Gautierdebr
Gautierdebr

Reputation: 21

How do you post a many-to-many-to-many relation in a REST API?

Using EF Core

We are trying to obtain all information of an assessment, which includes its groups and all assigned users. See the Database Diagram

What is working in following order;

  1. HttpPost (api/Assessment/aID/groups) of an empty group to an assessment
  2. HttpPost (api/Group/gID/users) of users to an existing group

What we are trying to accomplish (code referenced is a different example, yet same principle);

This piece of code is currently throwing a NullReference on Address
-------------------------------------------------------------------

   Group groupToCreate = new Group { Name = dto.Name, Description = dto.Description };

   foreach (var u in dto.Users)
   {
       groupToCreate.AddUser(new User
        {
             Name = u.Name,
             Email = u.Email,
             Address = new Address
             {
                 Country = u.Address.Country,
                 City = u.Address.City,
                 PostalCode = u.Address.PostalCode,
                 Street = u.Address.Street,
                 HouseNr = u.Address.HouseNr,
                 BusNr = u.Address.BusNr
             }
        });
    }

   _groupRepository.Add(groupToCreate);
   _groupRepository.SaveChanges();

   return groupToCreate;
This seems to be working
------------------------
   groupList = _groups.Select(g => new GroupDTO
   {
       Name = g.Name,
       Description = g.Description,
       Users = g.GroupUsers.Select(u => new UserDTO
       {
           Name = u.User.Name,
           Email = u.User.Email,
           Address = new AddressDTO
           {
              Country = u.User.Address.Country,
              City = u.User.Address.City,
              PostalCode = u.User.Address.PostalCode,
              Street = u.User.Address.Street,
              HouseNr = u.User.Address.HouseNr,
              BusNr = u.User.Address.BusNr
           }
       }).ToList()
   }).ToList();

References:
User
Group
Assessment
AssessmentRepo

Upvotes: 2

Views: 435

Answers (1)

GPW
GPW

Reputation: 2626

Hard to tell with the details you're providing, but I'm guessing this is due to Having two-way navigation properties? Are you using EF here?

For example, if your User has a Navigation property allowing access to the user's Group, but a Group has a collection of User objects, then each of those users would themselves have the Group expressed within them... then when trying to express this it could easily get stuck in a cycle, e.g. a user would look like:

{
  "Name":"user name",
  "Group":{
     "Name":"group1",
     "Users":[
       {
          "Name":"user name",
          "Group":{
            "Name":"group1",
            "Users":{
              ....
            }
          }
       }
     ]
  }
}

.. because a User has a Group, and the Group has a list of User objects, and each one of those has a Group... etc.

This is the sort of issue that comes from mixing your Data layer and DTO objects. Change your system so the objects returned by your REST methods are new objects designed for the requirements of the API/front-end. These objects may look very similar to your DB models (at least initially) but they should not be the same objects.

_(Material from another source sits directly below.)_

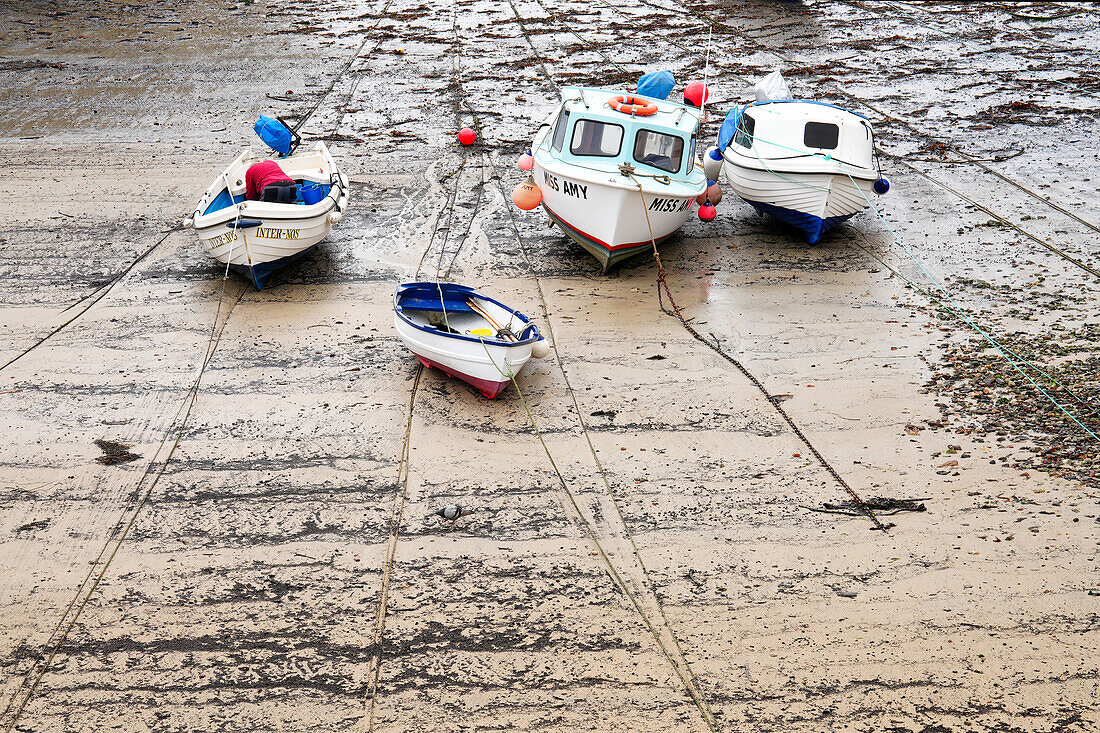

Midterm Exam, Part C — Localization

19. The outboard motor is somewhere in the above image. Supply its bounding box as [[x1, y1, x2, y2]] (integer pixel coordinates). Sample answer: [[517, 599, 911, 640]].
[[254, 114, 301, 157]]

Create entirely new objects which don't have any logic or navigation properties, and exist only to pass information back to API consumers. For example, a simple class to give a list of user groups and the users in those groups may be defined as:

public class UserDto
{
   public string UserName { get; set; }
   public IEnumerable<string> Groups { get; set; }
}

public class UserListDto
{
   public IEnumerable<UserDto> Users { get; set; }
}

And then your controller action could do something like:

var users = userService.GetAllUsers();

var result = new UserListDto { 
    Users = users.Select(u => new UserDto{
      UserName = u.Name,
      Groups = u.Groups.Select(g => g.Name)
      }
   };

return Ok(result);

..So the thing being serialised for the response doesn't have any complicated relationships to negotiate, and more importantly a change to how you are internally storing and working with the data won't affect the external contract of your API - API consumers can continue to see exactly the same information but how you store and compile this can change drastically.

It is tempting to think "The Data I need to return is basically the same as how I store it internally, so just re-use these classes" but that's not a great idea & will only ever give problems in the long run.

To avoid having to (re-)write a lot of code to 'convert' one object into another, I'd recommend looking into something like AutoMapper as this can make that fairly easily re-usable & allow you to put all this 'Translation' stuff into one place.